Según informa el periódico británico, el cadáver del «rey del pop» era casi un esqueleto y estaba muy deteriorado.
Jackson, cuyos restos fueron sometidos el pasado fin de semana a una segunda autopsia solicitada por su familia, no había comido nada y sólo tenía pastillas en el estómago, al parecer ingeridas antes de la inyección de analgésicos supuestamente causante del paro cardiaco que acabó con su vida.
Como resultado de los esfuerzos para reanimarle, el cantante, de 50 años, presentaba varias costillas fracturadas y cuatro pinchazos de jeringuilla en torno al corazón destinados a suministrar adrenalina a ese órgano.
Además, Jackson se había quedado prácticamente calvo y, de hecho, llevaba una peluca, apunta el diario británico.
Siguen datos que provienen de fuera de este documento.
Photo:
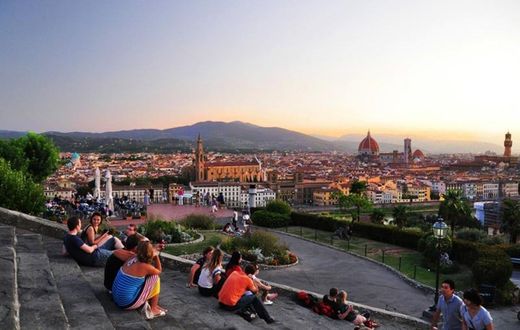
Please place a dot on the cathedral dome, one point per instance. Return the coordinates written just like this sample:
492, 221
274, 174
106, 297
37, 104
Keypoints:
418, 154
368, 146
Los forenses también han encontrado hematomas en las rodillas y espinillas del cantante, así como en la espalda, que podrían ser las secuelas de una reciente caída.
Asimismo, el cuerpo del «rey del pop» estaba repleto de cicatrices quirúrgicas provocadas por al menos 13 operaciones de cirugía estética.
«La familia y los seguidores de Michael se horrorizarán cuando se den cuenta del pésimo estado en el que se encontraba», declaró al periódico una fuente cercana al entorno de la estrella.